How does genetic diversity make an ecosystem more resilient and relationship between environmental resistance species diversity and ecosystem stability?
Hello, Actually this issue needs a large space to be clear. briefly, The ecosystem has conditional recruitments, which all living organisms should tolerate, and be resilient to sustain their lifespan. unless the intolerant species ended (migrating or becoming extinct). from this point, species diversity would initiated. that means Environmental changes -----> Species variation. If Ecosystem Stable = low level diversity.

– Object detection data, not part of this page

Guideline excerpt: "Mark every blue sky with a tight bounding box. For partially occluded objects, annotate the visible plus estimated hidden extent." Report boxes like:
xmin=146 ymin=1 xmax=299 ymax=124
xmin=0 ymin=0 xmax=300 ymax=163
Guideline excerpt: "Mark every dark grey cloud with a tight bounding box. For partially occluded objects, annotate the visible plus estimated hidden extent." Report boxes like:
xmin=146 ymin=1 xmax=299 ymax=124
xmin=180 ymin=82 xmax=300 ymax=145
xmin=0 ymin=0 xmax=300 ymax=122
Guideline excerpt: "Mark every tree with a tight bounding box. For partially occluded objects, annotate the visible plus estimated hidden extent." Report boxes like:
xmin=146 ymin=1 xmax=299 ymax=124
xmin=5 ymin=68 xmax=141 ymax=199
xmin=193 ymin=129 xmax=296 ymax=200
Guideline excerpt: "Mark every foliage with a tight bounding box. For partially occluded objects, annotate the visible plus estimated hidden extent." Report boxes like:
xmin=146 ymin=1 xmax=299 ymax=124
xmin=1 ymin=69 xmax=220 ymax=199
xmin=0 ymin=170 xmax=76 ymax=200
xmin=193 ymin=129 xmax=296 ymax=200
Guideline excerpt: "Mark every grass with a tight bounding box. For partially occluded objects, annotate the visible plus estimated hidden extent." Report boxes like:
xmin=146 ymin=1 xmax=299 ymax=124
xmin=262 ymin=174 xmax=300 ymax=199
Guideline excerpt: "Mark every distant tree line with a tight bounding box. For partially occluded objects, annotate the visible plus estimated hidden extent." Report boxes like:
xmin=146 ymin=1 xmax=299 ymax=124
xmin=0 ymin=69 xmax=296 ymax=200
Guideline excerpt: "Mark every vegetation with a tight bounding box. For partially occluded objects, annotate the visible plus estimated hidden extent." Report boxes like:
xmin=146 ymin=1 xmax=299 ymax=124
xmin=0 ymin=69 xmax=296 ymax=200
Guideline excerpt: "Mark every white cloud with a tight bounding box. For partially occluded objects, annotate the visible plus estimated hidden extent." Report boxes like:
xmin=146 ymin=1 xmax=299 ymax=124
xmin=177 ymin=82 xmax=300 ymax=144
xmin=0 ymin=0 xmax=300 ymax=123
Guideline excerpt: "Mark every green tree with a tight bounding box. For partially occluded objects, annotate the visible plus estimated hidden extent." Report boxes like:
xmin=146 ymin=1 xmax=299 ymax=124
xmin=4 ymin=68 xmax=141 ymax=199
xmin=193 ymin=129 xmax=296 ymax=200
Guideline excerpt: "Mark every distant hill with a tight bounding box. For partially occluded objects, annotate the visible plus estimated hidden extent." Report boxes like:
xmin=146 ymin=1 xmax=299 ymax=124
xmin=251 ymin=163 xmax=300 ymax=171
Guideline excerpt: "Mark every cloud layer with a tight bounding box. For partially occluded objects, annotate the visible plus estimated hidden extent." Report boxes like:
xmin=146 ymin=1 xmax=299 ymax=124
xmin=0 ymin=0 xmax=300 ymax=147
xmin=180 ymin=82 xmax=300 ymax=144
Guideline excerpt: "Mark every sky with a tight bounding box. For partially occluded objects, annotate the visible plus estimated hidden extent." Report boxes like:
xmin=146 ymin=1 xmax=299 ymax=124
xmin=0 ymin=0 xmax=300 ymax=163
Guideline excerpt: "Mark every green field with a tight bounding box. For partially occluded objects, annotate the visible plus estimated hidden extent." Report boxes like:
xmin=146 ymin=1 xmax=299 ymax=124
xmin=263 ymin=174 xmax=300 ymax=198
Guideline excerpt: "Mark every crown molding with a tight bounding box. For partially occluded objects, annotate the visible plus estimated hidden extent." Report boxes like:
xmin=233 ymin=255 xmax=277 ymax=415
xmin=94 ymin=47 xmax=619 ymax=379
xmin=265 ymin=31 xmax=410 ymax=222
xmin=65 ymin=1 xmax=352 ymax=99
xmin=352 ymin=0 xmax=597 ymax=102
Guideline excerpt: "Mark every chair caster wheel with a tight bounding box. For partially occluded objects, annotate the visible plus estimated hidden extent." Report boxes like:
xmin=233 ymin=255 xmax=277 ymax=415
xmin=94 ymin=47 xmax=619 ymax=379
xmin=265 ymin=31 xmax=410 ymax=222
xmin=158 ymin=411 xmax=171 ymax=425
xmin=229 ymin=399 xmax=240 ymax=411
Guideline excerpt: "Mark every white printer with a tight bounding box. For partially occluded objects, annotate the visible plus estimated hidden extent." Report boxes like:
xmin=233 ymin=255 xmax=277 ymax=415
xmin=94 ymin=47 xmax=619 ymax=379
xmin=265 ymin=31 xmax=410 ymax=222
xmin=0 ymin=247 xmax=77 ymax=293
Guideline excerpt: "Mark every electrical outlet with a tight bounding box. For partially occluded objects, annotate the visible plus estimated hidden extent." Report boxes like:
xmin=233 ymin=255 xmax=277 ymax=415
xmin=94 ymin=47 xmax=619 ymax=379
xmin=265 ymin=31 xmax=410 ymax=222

Biologically diverse communities are also more likely to contain species that confer resilience to that ecosystem because as a community accumulates species, there is a higher chance of any one of them having traits that enable them to adapt to a changing environment. Maintaining high genetic diversity allows species to adapt to future environmental changes and avoid inbreeding. Inbreeding, which happens when there are small, isolated populations, can reduce a species' ability to survive and reproduce.Possibly the most widely cited is the insurance hypothesis. This suggests that more biodiversity ecosystems will be more resilient to environmental perturbations because they contain a greater number of species available to replace functions carried out by lost species. It strengthens the ability of species and populations to resist diseases, pests, changes in climate and other stresses. Gene variations underpin their capacity to evolve and their flexibility to adapt. The “resistance-resilience framework” helps us understand ecological resilience and the role resistance plays. It's easy to confuse these two closely related concepts of ecosystem change: resistance is the ability to persist or withstand a disturbance, and resilience is the ability to recover once a disturbance ends. Ecological resilience, the ability of an ecosystem to maintain its normal patterns of nutrient cycling and biomass production after being subjected to damage caused by an ecological disturbance. Biodiversity is essential for the processes that support all life on Earth, including humans. Without a wide range of animals, plants and microorganisms, we cannot have the healthy ecosystems that we rely on to provide us with the air we breathe and the food we eat. Ecosystem resilience is the ability of an ecosystem to absorb change and return to the same equilibrium state after a temporary disturbance. Ecosystems with higher species diversity tend to be more resilient. Both resistance and resilience cause an ecosystem to remain relatively unchanged when confronted to a disturbance, but in the case of resistance alone no internal re-organization and succession change is involved. This can lead to collapse of the system when a disturbance threshold is exceeded.